The European Commission and High Representative have been tasked with identifying "high-impact and visible projects" and to present a list by spring 2022. Options could include things like deep-sea digital cables, infrastructure connections to Africa and financing renewable energy projects in climate-vulnerable places like the Maldives. 

No price tag has been added to the project, but it calls for the private sector to be mobilized to help fund and implement the projects.  

Calls for increased transparency have grown louder as concerns mount over unsustainable debt loads.


Europe's now shelved digital levy would have taxed most online sales. Washington viewed this as a threat to U.S. technology companies. /AFP

Europe's now shelved digital levy would have taxed most online sales.
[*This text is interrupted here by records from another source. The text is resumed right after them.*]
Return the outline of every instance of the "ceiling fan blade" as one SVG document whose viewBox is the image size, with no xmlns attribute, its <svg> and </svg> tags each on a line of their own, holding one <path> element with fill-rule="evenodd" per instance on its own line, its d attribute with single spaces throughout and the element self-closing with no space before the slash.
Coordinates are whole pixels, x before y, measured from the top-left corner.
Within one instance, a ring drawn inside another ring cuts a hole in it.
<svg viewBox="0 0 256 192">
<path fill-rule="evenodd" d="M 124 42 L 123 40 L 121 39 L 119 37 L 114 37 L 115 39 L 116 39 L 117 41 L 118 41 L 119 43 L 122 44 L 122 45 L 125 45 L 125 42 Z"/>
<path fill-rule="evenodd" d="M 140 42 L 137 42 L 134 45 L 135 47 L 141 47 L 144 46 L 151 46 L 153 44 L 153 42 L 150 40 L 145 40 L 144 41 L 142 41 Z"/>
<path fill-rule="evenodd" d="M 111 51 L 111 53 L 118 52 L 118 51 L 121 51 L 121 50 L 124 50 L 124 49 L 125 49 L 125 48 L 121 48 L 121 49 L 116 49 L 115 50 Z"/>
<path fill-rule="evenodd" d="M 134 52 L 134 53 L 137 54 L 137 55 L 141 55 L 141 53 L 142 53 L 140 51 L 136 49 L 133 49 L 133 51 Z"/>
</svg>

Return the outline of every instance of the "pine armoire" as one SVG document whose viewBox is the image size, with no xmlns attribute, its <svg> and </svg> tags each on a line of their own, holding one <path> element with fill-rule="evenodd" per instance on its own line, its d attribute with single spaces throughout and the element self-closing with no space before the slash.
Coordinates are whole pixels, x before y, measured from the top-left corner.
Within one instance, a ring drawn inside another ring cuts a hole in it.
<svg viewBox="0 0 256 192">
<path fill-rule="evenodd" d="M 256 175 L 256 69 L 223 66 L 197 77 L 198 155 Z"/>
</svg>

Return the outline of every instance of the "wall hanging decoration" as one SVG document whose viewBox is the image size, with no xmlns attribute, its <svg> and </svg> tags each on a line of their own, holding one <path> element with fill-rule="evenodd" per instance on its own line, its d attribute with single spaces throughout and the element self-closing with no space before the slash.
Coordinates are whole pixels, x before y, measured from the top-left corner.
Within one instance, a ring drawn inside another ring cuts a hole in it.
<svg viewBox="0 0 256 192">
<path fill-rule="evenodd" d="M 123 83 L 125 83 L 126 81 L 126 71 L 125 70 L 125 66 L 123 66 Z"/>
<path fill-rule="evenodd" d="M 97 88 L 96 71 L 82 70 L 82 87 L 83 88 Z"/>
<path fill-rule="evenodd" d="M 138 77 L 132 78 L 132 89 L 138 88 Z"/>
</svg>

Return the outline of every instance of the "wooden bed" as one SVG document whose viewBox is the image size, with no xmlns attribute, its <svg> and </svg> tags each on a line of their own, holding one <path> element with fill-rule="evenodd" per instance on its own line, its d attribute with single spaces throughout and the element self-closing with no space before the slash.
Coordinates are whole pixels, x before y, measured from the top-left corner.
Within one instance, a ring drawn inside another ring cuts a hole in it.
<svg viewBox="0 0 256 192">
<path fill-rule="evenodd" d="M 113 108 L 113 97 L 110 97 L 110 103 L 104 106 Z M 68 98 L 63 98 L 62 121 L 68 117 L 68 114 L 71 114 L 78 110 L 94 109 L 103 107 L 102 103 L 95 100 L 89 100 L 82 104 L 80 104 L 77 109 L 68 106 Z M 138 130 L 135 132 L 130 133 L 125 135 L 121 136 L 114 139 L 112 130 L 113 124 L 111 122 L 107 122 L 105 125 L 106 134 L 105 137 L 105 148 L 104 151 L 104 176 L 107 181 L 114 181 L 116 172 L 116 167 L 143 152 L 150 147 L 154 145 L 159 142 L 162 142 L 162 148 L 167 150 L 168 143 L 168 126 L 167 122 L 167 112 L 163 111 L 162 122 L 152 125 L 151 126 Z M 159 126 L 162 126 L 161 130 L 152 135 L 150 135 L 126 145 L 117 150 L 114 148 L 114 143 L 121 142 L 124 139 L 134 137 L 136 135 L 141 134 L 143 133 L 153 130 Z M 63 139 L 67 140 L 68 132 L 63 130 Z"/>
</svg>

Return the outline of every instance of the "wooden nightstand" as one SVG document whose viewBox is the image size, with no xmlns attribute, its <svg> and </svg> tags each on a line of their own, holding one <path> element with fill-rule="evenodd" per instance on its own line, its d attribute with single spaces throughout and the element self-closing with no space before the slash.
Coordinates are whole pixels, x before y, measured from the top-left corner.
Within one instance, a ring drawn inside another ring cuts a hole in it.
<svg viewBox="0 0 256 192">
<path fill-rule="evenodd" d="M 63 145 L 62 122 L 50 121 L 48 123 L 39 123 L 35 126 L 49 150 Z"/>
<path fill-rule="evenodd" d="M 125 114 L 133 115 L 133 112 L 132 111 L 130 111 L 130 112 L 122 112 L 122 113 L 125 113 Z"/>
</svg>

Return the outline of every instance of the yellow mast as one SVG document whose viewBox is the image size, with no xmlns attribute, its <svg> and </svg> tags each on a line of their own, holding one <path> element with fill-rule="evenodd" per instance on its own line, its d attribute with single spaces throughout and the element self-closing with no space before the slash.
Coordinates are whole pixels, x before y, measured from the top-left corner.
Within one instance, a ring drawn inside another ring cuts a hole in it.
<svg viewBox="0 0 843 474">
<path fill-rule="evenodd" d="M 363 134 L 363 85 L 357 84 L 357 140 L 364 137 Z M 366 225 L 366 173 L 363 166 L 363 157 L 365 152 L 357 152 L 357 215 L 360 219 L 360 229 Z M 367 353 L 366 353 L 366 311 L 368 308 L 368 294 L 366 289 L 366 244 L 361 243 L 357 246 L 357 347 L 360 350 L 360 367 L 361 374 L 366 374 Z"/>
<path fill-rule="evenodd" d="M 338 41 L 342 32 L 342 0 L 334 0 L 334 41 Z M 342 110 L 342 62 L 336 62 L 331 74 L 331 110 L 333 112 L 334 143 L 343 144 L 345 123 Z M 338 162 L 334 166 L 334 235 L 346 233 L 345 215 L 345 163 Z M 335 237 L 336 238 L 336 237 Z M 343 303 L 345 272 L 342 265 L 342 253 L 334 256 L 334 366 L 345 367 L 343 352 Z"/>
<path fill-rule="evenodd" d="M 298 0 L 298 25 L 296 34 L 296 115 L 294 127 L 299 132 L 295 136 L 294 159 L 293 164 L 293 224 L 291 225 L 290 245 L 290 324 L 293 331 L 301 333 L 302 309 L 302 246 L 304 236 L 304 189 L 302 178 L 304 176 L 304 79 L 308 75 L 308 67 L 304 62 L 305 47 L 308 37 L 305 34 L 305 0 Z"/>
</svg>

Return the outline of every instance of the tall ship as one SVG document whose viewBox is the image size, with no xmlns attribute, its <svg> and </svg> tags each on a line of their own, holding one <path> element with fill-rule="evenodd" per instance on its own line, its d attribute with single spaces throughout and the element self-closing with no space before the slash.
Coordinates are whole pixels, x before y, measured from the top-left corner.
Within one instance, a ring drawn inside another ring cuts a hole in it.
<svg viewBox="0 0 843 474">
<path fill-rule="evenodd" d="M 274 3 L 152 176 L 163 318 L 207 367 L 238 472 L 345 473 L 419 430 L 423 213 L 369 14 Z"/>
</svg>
Washington viewed this as a threat to U.S. technology companies. /AFP


EU digital tax put on ice

Also on Monday, the Commission announced it was shelving plans for a levy on online sales – at least until the fall. G20 heads of state meet in Rome, Italy at the end of October, where they could put the final touches on a new global minimum corporate tax rate of at least 15 percent after the group's finance ministers endorsed the plan this past weekend.   

"Successfully concluding this process will require a final effort, a final push from all parties, and the Commission is committed to focusing on this effort. For this reason, we have decided to put on hold our work on a proposal for a digital levy," EU Commission spokesperson Daniel Ferrie announced during the daily press briefing on Monday.

While Brussels was keen to position the postponement as a way to focus on a global tax, pressure to scrap the levy had been mounting from Washington, which believes the digital tax could unfairly target Silicon Valley tech giants and interfere with the global deal. U.S. Treasury Secretary Janet Yellen is in Brussels on Monday and Tuesday to meet with EU officials. 

Work still needs to be done ahead of the G20 October meeting, including various carve-out agreements. The UK, for example, reportedly wants its financial services sector to be exempt from the new tax.  

There is also work to be done on bringing more countries into the fold. Ireland and Hungary, which are already low-tax jurisdictions, are notable holdouts in Europe, so far refusing to sign on to the minimum tax rate.